External moderate hydrocephalus is also divided according to its origin:

  • acquired - occurs as a result of injuries and other external factors, in addition, frequent human illnesses can be the cause;
  • congenital - develops as a consequence of a difficult birth process or intrauterine infection.

Classification

Moderate external replacement hydrocephalus can have different degrees. For example, it is characterized by different pressure indicators. It increases, decreases, or remains normal. Also, the pathology is acute, subacute or becomes chronic.

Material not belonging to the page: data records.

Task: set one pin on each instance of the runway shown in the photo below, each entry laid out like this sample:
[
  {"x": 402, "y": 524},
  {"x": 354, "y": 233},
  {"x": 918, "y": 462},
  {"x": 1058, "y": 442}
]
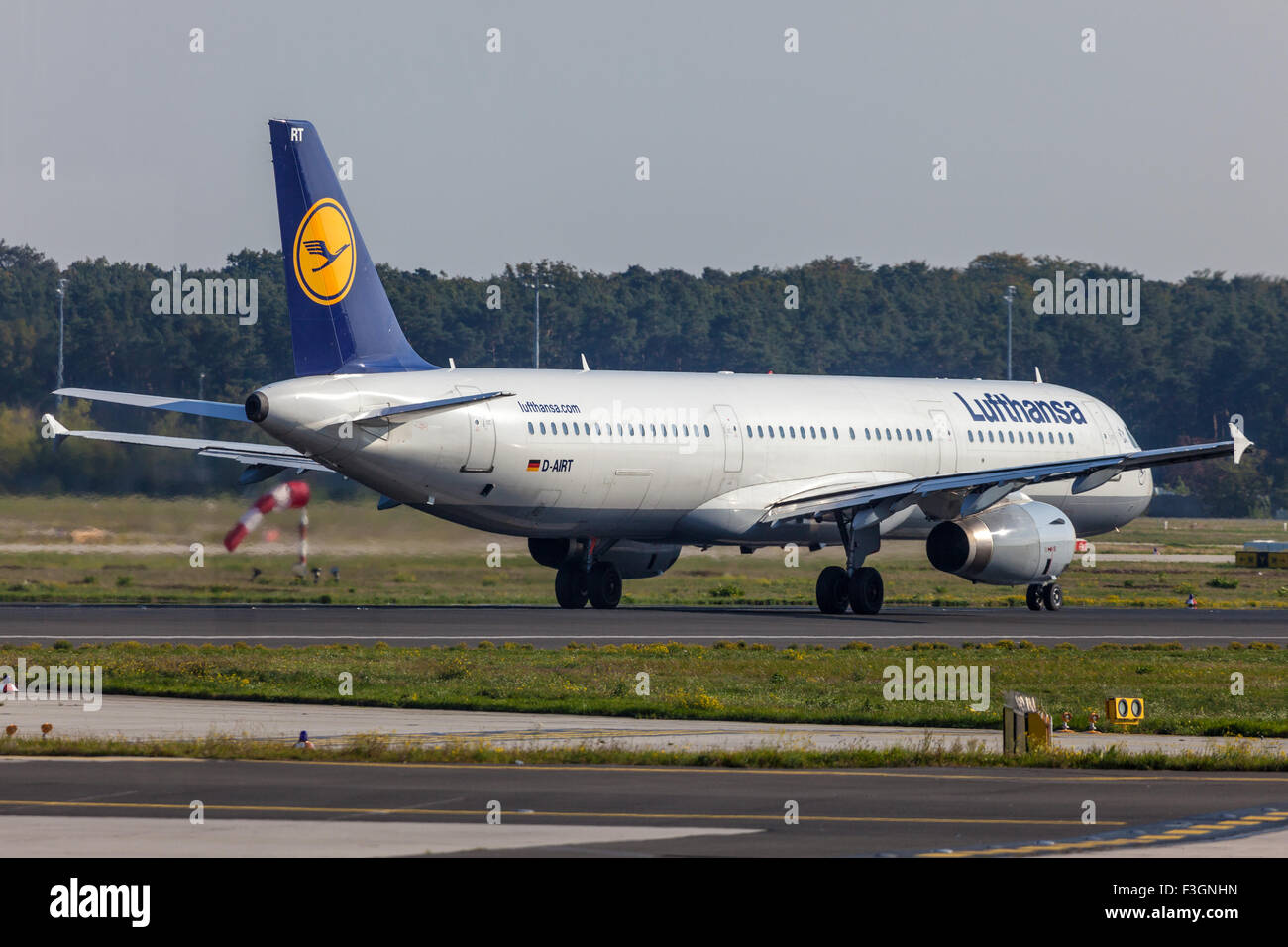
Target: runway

There is another classification of the disease:

  • the closed form means that the ducts that remove cerebrospinal fluid are blocked. The liquid cannot circulate normally. In most cases, the duct is clogged due to a blood clot after a hemorrhage;
  • open. Absorption by the venous system is impaired;
  • hypersecretory. Cerebrospinal fluid production occurs at a rapid rate;
  • external - cerebrospinal fluid accumulates in one of the areas instead of the brain, which decreases in volume;
  • internal. The fluid is absorbed by the ventricles;
  • mixed type - cerebrospinal fluid fills not only parts of the brain, but also the membranes.

Diagnostics

This disease and its other forms are diagnosed in two ways:

  1. Magnetic resonance imaging is the most effective method due to the high level of accuracy of images of cavities inside the skull.
  2. X-ray of the skull in two projections.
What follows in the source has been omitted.